JakWai01 / lurk

A pretty (simple) alternative to strace
Apache License 2.0
871 stars 28 forks source link

lurk ls -l hangs #24

Closed sigmaSd closed 1 year ago

sigmaSd commented 1 year ago

lurk ls works

but lurk ls -l hangs , the last syscalls before it hangs looks like this

[16980] futex(0x7FFFF7D800E0, 129, 2147483647, 0x0, 140737353468592, 64) = 0
[16980] getdents64(4, 0x5555555AE730, 32768) = 0
[16980] close(4) = 0
[16980] epoll_ctl(6, 3, 5, 0x7FFFFFFFD16C) = 0
[16980] openat(4294967196, "/proc/sys/kernel/random/boot_id", 524544) = 4
[16980] read(4, "serialnumber-azezae..", 38) = 37
[16980] read(4, "", 1) = 0
[16980] close(4) = 0
[16980] timerfd_settime(7, 1, 0x7FFFFFFFD170) = 0

using gdb I can see its stuck in wait4

#0  0x00007f19da6f8707 in wait4 () from /usr/lib/libc.so.6
#1  0x000055cb93b4401c in nix::sys::wait::waitpid<core::option::Option<nix::unistd::Pid>> (pid=..., options=...) at src/sys/wait.rs:319
#2  0x000055cb93b44162 in nix::sys::wait::wait () at src/sys/wait.rs:336
#3  0x000055cb939529df in lurk_cli::Tracer::run_tracer (self=0x7ffc8347bf18) at src/lib.rs:98
#4  0x000055cb9392c36c in lurk::main () at src/main.rs:35
sigmaSd commented 1 year ago

also random thaught what about adding integration test like this (is this useful ?)

#[cfg(test)]
mod tests {

    #[test]
    fn smoke() -> anyhow::Result<()> {
        cat()?;
        ls()?;
        // lurk(&["ls", "-l"])?; // doesn't work yet

        Ok(())
    }

    fn lurk(args: &[&str]) -> anyhow::Result<String> {
        let output = std::process::Command::new("cargo")
            .arg("r")
            .arg("--")
            .args(args)
            .output()?;
        Ok(String::from_utf8(output.stdout)?)
    }

    fn cat() -> Result<(), anyhow::Error> {
        assert!(lurk(&["cat", "/etc/hosts"])?
            .lines()
            .find(|line| line.contains("openat") && line.contains("/etc/hosts"))
            .is_some());
        Ok(())
    }
    fn ls() -> Result<(), anyhow::Error> {
        assert!(lurk(&["ls"])?
            .lines()
            .find(|line| line.contains("openat") && line.contains("\".\""))
            .is_some());
        Ok(())
    }
}
JakWai01 commented 1 year ago

Thanks for opening the issue. I think lurk could definitely use some sort of test suite and I think those integration tests are a great start. I'll check if I can find the problem as soon as I find the time.

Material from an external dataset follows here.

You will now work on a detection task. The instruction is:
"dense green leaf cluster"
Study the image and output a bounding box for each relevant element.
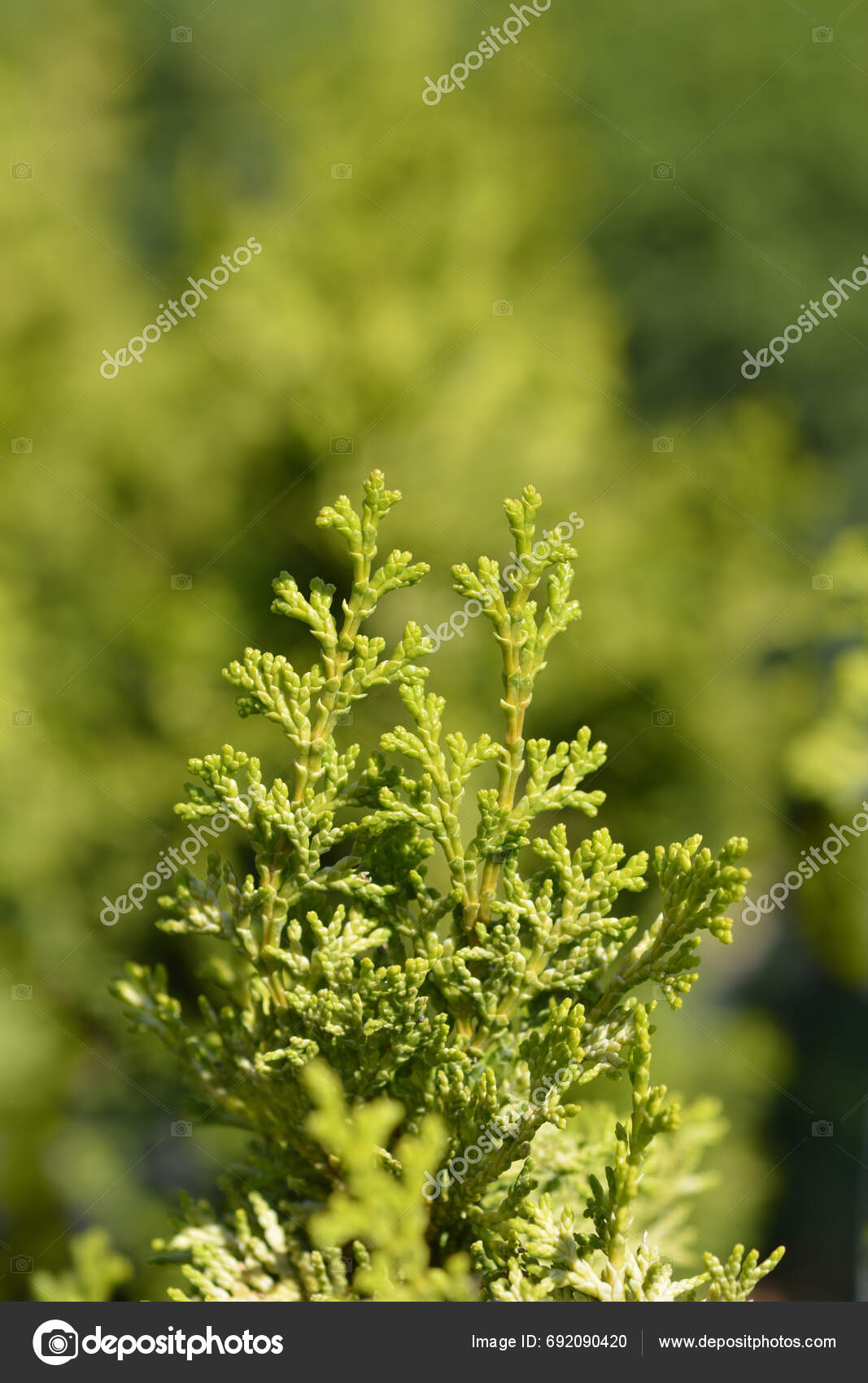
[116,472,783,1300]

tramasys commented 1 year ago

This happens because ls -l uses the epoll_pwait2 syscall. Currently lurk only supports syscalls from 0 to 334. Newer syscalls defined in the range of 424 - 451 are not handled by lurk.

if registers.orig_rax >= 336 {
    continue;
}

These lines in the run_tracer function preempt the loop. The tracee is stopped and the parent is unable to issue another PTRACE_SYSCALL request (here done via ptrace::syscall at the end of the loop). Hence the tracee hangs indefinitely. Removing this lines wouldn't matter tho, as the epoll_pwait2 syscall is also not implemented in the x86_64.rs file.

The gap of syscalls numbers from 334 to 424 is because of the efforts made to sync up syscall numbers between architectures (more info here and here).

sigmaSd commented 1 year ago

Thanks for the explanation

Maybe its better if it crashes, at least it easy to tell what's missing in lurk and even motivate people to add support for missing syscalls

tramasys commented 1 year ago

Probably, but I'm in the process of re-writing the main tracing loop for lurk anyways, not much more work to add the missing 27 syscalls on top of that. Exepect a PR in a few days, I'll make sure to reference this issue as well.